About Spatial Pipeline

The spatial pipeline extends the existing scikit-learn pipeline to include spatial information such as geometry data and spatial weights.

The SpatialPipeline class can easily chain together both spatial and non-spatial steps, and is composed of estimators. An estimator can be one of the following:

  • Transformer: An estimator with the fit and transform methods that are described in the following table.
    Method Description
    fit The fit method computes statistics and other properties from the training data.
    transform The transform method applies the values calculated in the fit method to change the data.
    fit_transform Calls the fit and transform methods sequentially with the training data.

    One typical example of a transformer is the StandardScaler, which standardizes the data so that each feature has zero mean and unit variance. Usually, transformers are part of the pre-processing step in a pipeline.

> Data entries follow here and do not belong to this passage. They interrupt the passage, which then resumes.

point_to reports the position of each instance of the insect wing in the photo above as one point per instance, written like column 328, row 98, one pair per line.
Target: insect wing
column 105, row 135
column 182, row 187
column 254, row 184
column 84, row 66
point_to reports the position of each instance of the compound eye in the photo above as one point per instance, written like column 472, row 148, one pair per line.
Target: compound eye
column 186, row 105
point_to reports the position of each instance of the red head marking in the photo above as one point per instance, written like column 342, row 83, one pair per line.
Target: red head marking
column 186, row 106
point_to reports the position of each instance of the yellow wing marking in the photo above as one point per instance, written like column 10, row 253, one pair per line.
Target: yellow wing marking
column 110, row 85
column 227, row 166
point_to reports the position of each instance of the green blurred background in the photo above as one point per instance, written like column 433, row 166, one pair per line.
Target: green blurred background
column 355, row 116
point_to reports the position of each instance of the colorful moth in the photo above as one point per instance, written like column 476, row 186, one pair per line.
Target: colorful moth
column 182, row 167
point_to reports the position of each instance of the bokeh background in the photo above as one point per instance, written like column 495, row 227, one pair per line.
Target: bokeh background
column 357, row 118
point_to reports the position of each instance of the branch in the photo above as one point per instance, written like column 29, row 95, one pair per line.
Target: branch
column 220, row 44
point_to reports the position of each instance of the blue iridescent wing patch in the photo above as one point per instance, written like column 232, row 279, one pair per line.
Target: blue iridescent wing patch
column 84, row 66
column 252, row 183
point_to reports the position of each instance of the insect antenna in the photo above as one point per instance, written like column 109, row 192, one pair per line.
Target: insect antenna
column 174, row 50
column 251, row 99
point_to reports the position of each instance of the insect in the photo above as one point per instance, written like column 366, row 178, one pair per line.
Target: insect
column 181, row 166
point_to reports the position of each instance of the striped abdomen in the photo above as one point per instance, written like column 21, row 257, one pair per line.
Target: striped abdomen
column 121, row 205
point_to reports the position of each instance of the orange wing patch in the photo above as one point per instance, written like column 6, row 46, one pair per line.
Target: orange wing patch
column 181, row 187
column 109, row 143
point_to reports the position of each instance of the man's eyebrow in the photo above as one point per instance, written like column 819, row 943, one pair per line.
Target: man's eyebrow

  • Classifier/Regressor: This estimator must be the last step in a pipeline. It can be either a regression or a classification task. The methods available in a pipeline correspond to those in the final step. In this case, it has the fit, predict, and score methods along with the other methods associated with the estimator. Usually, the pipeline goes through multiple transformers before reaching this estimator.

  • Composite Estimator: These estimators can combine multiple estimators and can be chained with other estimators. For example, having a pre-processing pipeline to execute multiple transformations to the data and then making this pipeline part of another pipeline for a regression task. There are three composite estimators:
    Estimator Description
    SpatialPipeline A pipeline that includes spatial information.
    SpatialFeatureUnion Concatenate resulting columns (features) from different estimators to create a single input while sharing spatial information.
    SpatialColumnTransformer Selects a subset of columns (features) from the input and passes these columns to an estimator while sharing spatial information.

A spatial pipeline can take the same input as a regular scikit-learn pipeline plus the spatial information which is required by spatial processes (spatial transformers and spatial models or predictors). This additional spatial information can be divided into two categories:

  • Data location/geometries: The geometry associated with each sample in the input data, X, is a vector of geometries. This vector can be embedded in X if X is either a geopandas GeoDataFrame or a SpatialDataFrame. It can also be defined in the parameter geometries.
  • Spatial parameters: These are additional parameters used to provide context about geometries (CRS), describe/quantify spatial relationships (spatial weights definition, spatial weights objects), or help perform faster spatial searches (spatial index).

The following figure shows the data flow in a spatial pipeline.



As seen in the preceding figure, the input data comprising X, y, and (optionally) spatial parameters are received by the spatial pipeline. Note that the input X can be split into X' (non-spatial data) and geometries. Then, the spatial parameters and the geometries are extracted and passed to all the spatial steps in the pipeline.